Тем, кто возражал, что на самом деле красный терроризм действовал против левой и во имя авторитарной реставрации, умеренные давали конкретный и ясный ответ: может быть, это и так, и, если будет продолжаться неопределенно долго, то сильно пострадают и левые, но пока что жертвами являются только буржуа, и плачут только семьи буржуа. Следовательно, „те“ — их противники, убийцы, которые хотят уничтожить энное число людей, и с ними нужно бороться именно как с преступниками и убийцами…

Левые, напротив, не хотели ничего видеть, не желали ничего слышать, когда раздались первые револьверные выстрелы. Поднимал голову левый враг, но левые не чувствовали опасности и не поняли, откуда она исходит. Лишь у немногих хватило интеллектуальной смелости, чтобы признать сразу: террористы из „Красной бригады“ и смежных групп родились дома, в рядах левых. Все относили за счет 1968 года, этого удивительного времени огромных прорывов, огромных глупостей и страшных ошибок…

Теоретики „красных“ никого не убивают сами, лишь возводят насилие в абсолют, проповедуя абстрактные идеи „революционного гуманизма“ и „всеобщей справедливости“. Но их ученики и последователи тяготеют к практике, в результате чего список жертв „красного террора“ продолжает расти. Загадочная гибель мультимиллиардера Фельтринелли оказалась выгодна не столько революционному движению, сколько нескольким крупным банковским группировкам в Италии и за её пределами. Да и кто поверит в то, что такой человек собственноручно попытался совершить диверсию?

Джанджакомо Фельтринелли был человеком одержимым, очень смелым, но не вполне психически уравновешенным. Ко всему прочему, он был одержим страхом правого переворота, переворота фашистского, и потому желал действовать „во имя революции“. Он создал собственную организацию — „Группу партизанского действия“ — щедро её финансировал, но, желая быть не только спонсором, но и идеологом, издавал достаточно наивные листовки и активно искал связей с другими итальянскими ультралевыми группировками.

Последним его планом было установление тесных контактов с латиноамериканскими революционерами — его истинным идеалом — и финансирование их движения, что не могло не вызвать раздражения не только у правящих кругов Италии, но и у ЦРУ.

Фельтринелли ушел в подполье, гримировался, носил кличку Освальд, то жил за границей, то снова появлялся в Италии, причем полиция была прекрасно обо всем этом осведомлена, но его не трогала: то ли не воспринимали всерьез, то ли хотели использовать как-то по другому.
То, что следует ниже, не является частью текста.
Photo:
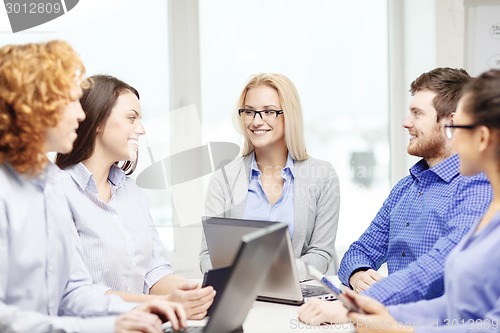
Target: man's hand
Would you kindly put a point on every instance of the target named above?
(194, 299)
(147, 317)
(362, 280)
(377, 317)
(316, 311)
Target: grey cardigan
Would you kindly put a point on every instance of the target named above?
(316, 209)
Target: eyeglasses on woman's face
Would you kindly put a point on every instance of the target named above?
(267, 115)
(449, 130)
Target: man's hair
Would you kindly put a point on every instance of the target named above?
(447, 83)
(36, 81)
(292, 112)
(482, 99)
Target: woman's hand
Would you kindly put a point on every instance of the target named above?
(377, 317)
(194, 299)
(148, 317)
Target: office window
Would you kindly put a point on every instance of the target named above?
(336, 52)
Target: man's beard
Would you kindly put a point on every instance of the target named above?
(429, 148)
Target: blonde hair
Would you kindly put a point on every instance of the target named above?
(36, 82)
(290, 103)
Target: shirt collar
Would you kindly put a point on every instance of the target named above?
(84, 179)
(446, 170)
(289, 166)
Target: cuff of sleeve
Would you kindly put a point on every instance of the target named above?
(156, 275)
(345, 271)
(301, 269)
(118, 306)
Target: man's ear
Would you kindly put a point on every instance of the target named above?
(485, 138)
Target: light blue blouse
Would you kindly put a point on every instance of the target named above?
(42, 275)
(258, 207)
(120, 244)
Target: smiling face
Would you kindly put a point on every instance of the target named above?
(119, 138)
(427, 139)
(60, 138)
(264, 134)
(465, 141)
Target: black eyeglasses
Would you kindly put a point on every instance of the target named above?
(450, 129)
(264, 114)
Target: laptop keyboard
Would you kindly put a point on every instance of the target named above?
(312, 291)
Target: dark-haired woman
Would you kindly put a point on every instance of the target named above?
(120, 244)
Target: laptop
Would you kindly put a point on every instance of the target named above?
(282, 282)
(253, 259)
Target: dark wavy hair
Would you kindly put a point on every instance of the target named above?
(447, 83)
(97, 102)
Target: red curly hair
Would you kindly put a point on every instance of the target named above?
(35, 82)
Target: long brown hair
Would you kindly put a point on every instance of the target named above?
(97, 102)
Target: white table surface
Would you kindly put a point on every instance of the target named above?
(266, 317)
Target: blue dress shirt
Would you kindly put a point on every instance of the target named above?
(258, 206)
(424, 217)
(44, 284)
(120, 244)
(471, 302)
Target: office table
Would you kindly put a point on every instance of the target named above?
(267, 317)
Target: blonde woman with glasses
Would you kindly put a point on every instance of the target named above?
(275, 179)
Вполне допустимая гипотеза, если учесть, что связи у миллиардера были разнообразные и достаточно странные. Сама его смерть окутана тайной. А что, если сумасшедшую идею подрыва электростанции ему кто-то умело внушил?
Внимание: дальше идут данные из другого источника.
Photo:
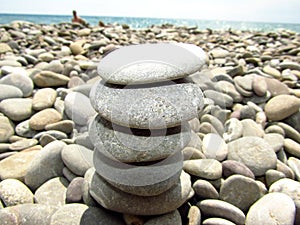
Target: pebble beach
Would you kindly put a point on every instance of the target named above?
(241, 164)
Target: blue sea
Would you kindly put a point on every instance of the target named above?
(137, 22)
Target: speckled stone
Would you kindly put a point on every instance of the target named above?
(149, 180)
(254, 152)
(76, 213)
(218, 208)
(17, 109)
(205, 168)
(53, 192)
(153, 106)
(273, 208)
(240, 191)
(172, 218)
(119, 201)
(292, 189)
(14, 192)
(148, 63)
(24, 212)
(137, 145)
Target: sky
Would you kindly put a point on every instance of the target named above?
(281, 11)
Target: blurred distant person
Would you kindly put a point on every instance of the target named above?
(77, 19)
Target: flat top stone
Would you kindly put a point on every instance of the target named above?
(137, 145)
(119, 201)
(147, 106)
(149, 63)
(254, 152)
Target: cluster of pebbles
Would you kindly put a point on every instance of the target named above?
(242, 159)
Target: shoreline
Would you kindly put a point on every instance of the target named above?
(141, 22)
(252, 99)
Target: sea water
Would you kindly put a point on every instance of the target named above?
(138, 22)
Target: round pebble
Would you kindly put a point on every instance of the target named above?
(273, 208)
(14, 192)
(149, 63)
(147, 107)
(47, 116)
(254, 152)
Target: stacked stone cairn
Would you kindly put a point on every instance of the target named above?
(144, 102)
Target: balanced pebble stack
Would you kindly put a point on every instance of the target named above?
(144, 104)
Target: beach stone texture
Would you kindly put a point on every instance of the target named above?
(148, 180)
(116, 200)
(137, 145)
(147, 107)
(76, 213)
(254, 152)
(24, 212)
(279, 205)
(150, 63)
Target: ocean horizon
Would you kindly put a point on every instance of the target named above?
(143, 22)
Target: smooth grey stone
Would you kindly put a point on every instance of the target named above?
(23, 130)
(74, 191)
(204, 189)
(117, 200)
(14, 192)
(54, 133)
(220, 99)
(144, 180)
(194, 216)
(229, 89)
(290, 132)
(17, 109)
(27, 213)
(294, 164)
(6, 129)
(76, 213)
(210, 169)
(84, 140)
(254, 152)
(214, 147)
(172, 218)
(52, 192)
(294, 121)
(231, 167)
(251, 128)
(153, 106)
(285, 169)
(77, 158)
(233, 129)
(46, 165)
(218, 208)
(86, 196)
(292, 147)
(137, 145)
(23, 82)
(273, 176)
(78, 108)
(65, 126)
(9, 91)
(275, 129)
(22, 144)
(202, 80)
(273, 208)
(217, 221)
(149, 63)
(8, 168)
(217, 124)
(292, 189)
(289, 65)
(240, 191)
(275, 140)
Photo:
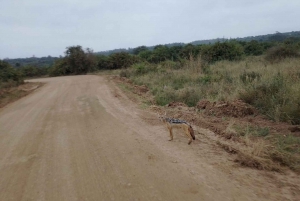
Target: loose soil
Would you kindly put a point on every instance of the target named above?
(83, 138)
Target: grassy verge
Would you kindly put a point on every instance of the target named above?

Известно, что вплоть до последнего момента рядом с ним находился некто Карло Фиорни, который после взрыва скрылся и найти которого так и не удалось. Известно, что наследники Фельтринелли ведут более чем скромный образ жизни и даже не упоминают о каких-то больших деньгах, перешедших к ним. Известно, что после гибели Фельтринелли полиция ужесточила свои действия, и „Красная бригада“ на какое-то время ушла в подполье».

Я постарался выбросить всю эту историю из своей памяти. Машину я и до этого водил аккуратно, но после…

Я слишком хорошо помнил, как в свое время моя бабушка говорила:

«В нашем роду мужчины редко умирают в собственной постели».

Меня можно было бы заподозрить в трусости, но мне хотелось быть первым не в своем роде, а в своем роду — умереть в собственной постели, причем как можно позже. Так что последующие годы я занимался только своей карьерой. И — небезуспешно. При этом старался, чтобы в моей жизни не было никаких сомнительных эпизодов и никаких прочных привязанностей, которые позволили бы мною манипулировать.

Мне это удавалось до тех пор, пока я не познакомился с Мари.